Hal ini di buktikan seperti yang di katakan oleh Djohan Hanafiah bahwa Bangunan ini dibangun kembali setelah dibongkar habis, dan memang sebelumnya merupakan lokasi Benteng Kuto Lamo yang sering juga di sebut Kuto Tengkuruk atau Kuto Batu, dimana pada bagian dalamnya pernah berdiri Keraton Sultan Mahmud Badaruddin Jaya Wikromo atau Sultan Mahmud Badaruddin I (1724-1758).
Pada era kepemimpinan Sultan Mahmud Badaruddin (SMB) II, Tahun 1821 keraton ini mendapat serangan dari Pemerintah Hindia Belanda, yang kemudian dibongkar habis pada 7 Oktober 1823 atas perintah Reguring Commissaris Belanda, J. L. Van Seven Hoven.
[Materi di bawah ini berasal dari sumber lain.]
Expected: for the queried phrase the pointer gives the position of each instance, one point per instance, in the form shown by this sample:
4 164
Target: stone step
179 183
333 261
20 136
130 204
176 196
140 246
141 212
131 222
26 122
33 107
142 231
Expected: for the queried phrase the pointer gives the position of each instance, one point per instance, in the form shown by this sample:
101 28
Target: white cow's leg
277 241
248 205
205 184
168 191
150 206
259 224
Pemerintah kolonial ingin menghilangkan monumental Kesultanan Palembang dan membalas dendam atas dibakarnya Loji Sungai Aur oleh Sultan Mahmud Badaruddin II pada tahun 1811. Atas pendudukan Kuta Besak dan penghancuran Kuta Lama, maka konsentrasi kota berada diwilayah ini. Pasar dan kantor-kantor berdiri dilingkungan Kuta Besak, bahkan perahu-perahu pun menjadikannya tempat berlabuh yang ideal.
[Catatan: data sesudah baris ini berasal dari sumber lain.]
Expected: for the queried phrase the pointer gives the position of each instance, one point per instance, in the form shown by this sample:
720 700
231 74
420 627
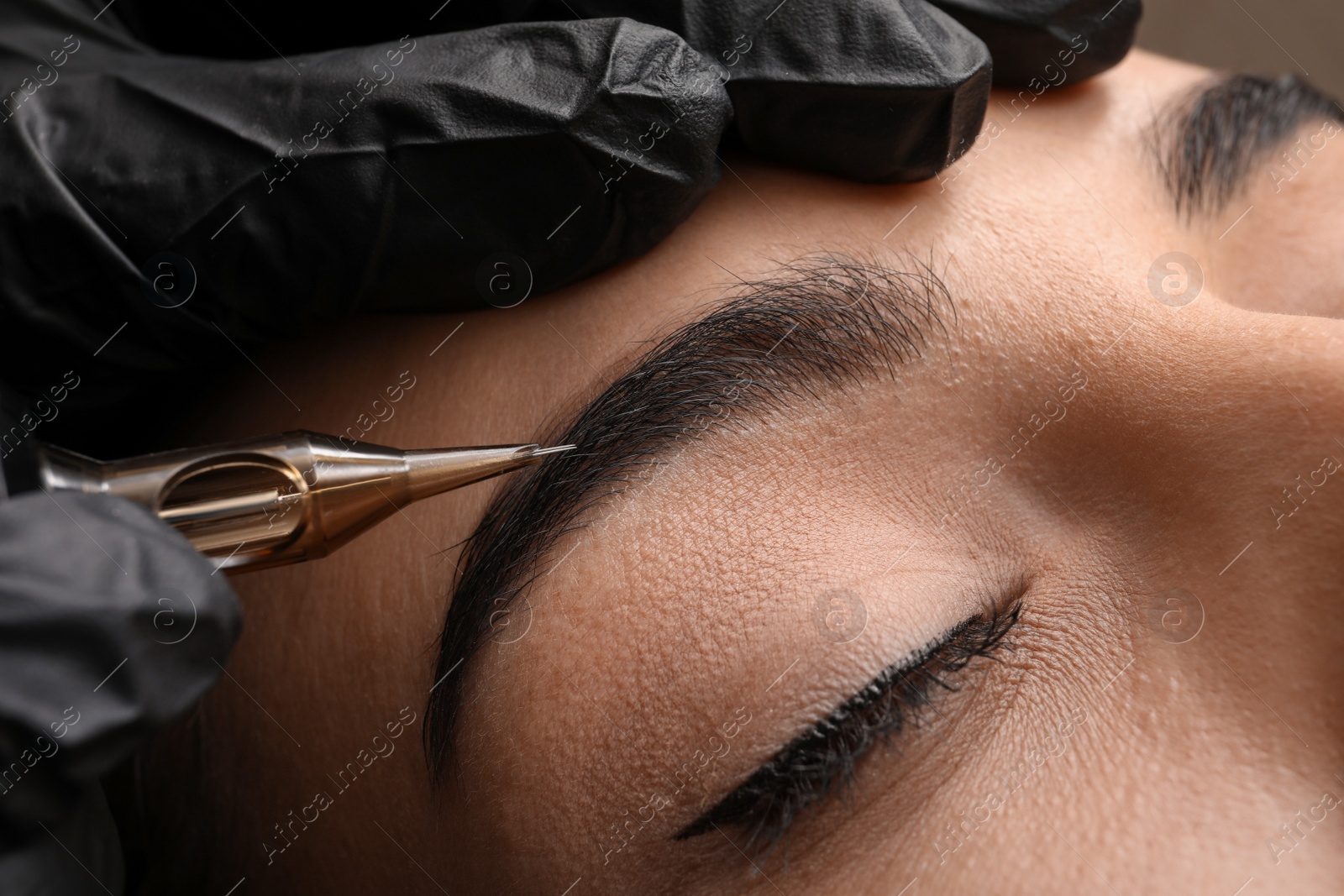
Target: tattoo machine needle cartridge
279 499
Pada tahun 1823, seiring penghapusan kekuasaan Sultan Najamuddin IV Prabu Anom (1821-1823 M) Belanda melakukan pembangunan di bekas tapak Benteng Kuto Lamo. Secara bertahap rumah yang dibangun rencananya diperuntukkan bagi komisaris karajaan Belanda di Palembang , J. L. Van Seven Hoven, seorang advokat fiskal, yang menggantikan posisi Herman Warner Muntinghe. Muntinghe menjadi komisaris di Palembang selama November 1821 - Desember 1823. Pada tahun 1824, tahap pertama rumah dikenal sebagai gedung siput. Setelah itu, bagian bangunan terus dilakukan penambahan. (Syarufie,Tudhy.2005. halaman:9).
Bangunan ini selesai didirikan kembali dengan perpaduan antara gaya arsitektur Eropa dengan arsitektur Palembang sendiri. Dibangun bergaya indis sebagai bangunan yang lazim pada masa itu dan sudah menggunakan bangunan baja beton dan kaca sebagai imbas dari revolusi industri di Eropa. Pada tahun 1825 dan selanjutnya dijadikan Komisariat Pemerintah Hindia Belanda untuk Sumatera Bagian Selatan, sekaligus sebagai kantor Residen Belanda.
Seiring dengan perjalanan waktu dan dinamika sejarah yang terjadi di Kota Palembang, Fungsi bangunan ini teah silih berganti, mulai dari markas Jepang pada masa pendudukan, Teritorium II Kodam Sriwijaaya di awal kemerdekaan yang kemudian berpindah pengelolaan ke Pemerintah Kota Palembang sebelum akhirnya menjadi Museum.
Meskipun telah mengalami renovasi, bentuk asli bangunan tidak berubah. Perubahan hanya dilakukan pada bagian dalam bangunan dengan menambah sekat-sekat dan penutupan pintu-pintu penghubung. Berbeda dengan bangunan yang didirikan pada masa Kesultanan Palembang Darussalam yang umumnya memakai bahan kayu, Museum Sultan Mahmud Badaruddin II memakai bahan bata.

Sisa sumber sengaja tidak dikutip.